Tennessee man faces federal arson charges in connection to Nashville courthouse fire
Officials said a Tennessee man was charged in connection to the Nashville Metro Courthouse fire during protests on May 30.
A criminal complaint issued on Wednesday charged 25-year-old Wesley Somers with malicious destruction of property using fire or explosives.
“The Department of Justice will vindicate the First Amendment rights of all Americans to speak, assemble and seek a redress of grievances from their government,” said Assistant Attorney General for National Security John C. Demers. “We cannot tolerate, however, those who would take advantage of moments of real anguish to endanger the innocent and destroy their property.”
Protestors gathered in downtown Nashville in the afternoon on May 30 following the death of George Floyd.

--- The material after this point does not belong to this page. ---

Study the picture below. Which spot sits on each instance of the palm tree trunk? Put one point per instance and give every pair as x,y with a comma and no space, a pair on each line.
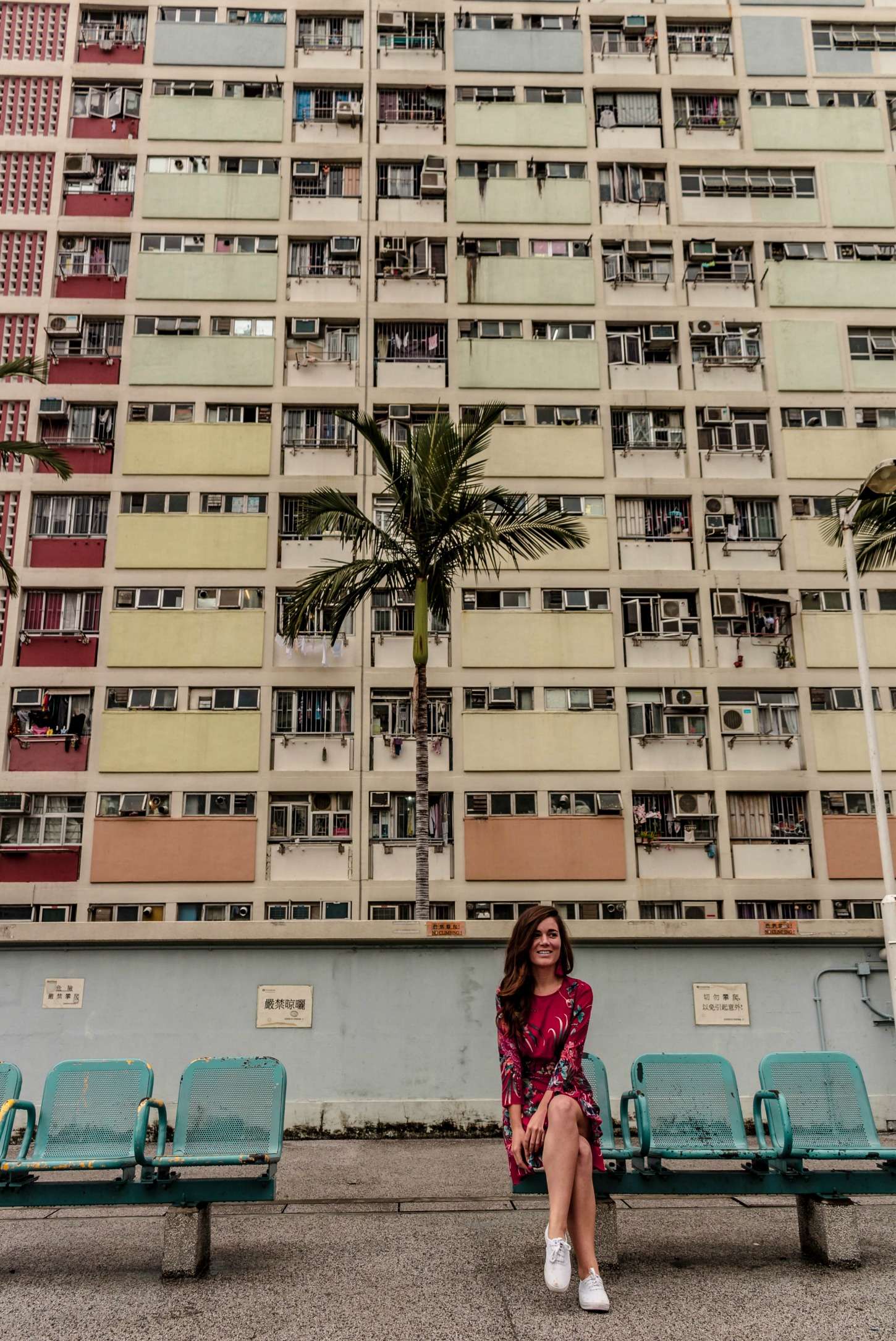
421,742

Later in the evening, a large group of people gathered in front of the Metro Courthouse. Officials said the group used crowbars and various other tools to smash the windows and spray graffiti on the courthouse. Multiple fires were reportedly set inside the courthouse.
Officials said numerous video clips and photos show Sommers attempting to smash windows of the courthouse. One photo reportedly showed Sommers holding an unknown accelerant that had been set on fire and thrown into the window of the courthouse.
Somers was identified by the Metropolitan Nashville Police Department Specialized Investigation Division, after receiving numerous tips from citizens, and was arrested on state arson charges on May 31.
If convicted, Somers faces a mandatory minimum of five years and up to 20 years in prison.
“We will always vigorously defend the right of every individual to assemble and protest,” said U.S. Attorney Don Cochran for the Middle District of Tennessee. “This is one of our most sacred liberties guaranteed by the First Amendment of our Constitution. We will also vigorously pursue those who choose to exploit such assemblies and use violence and intimidation in order to change the dynamics of an otherwise peaceful protest.”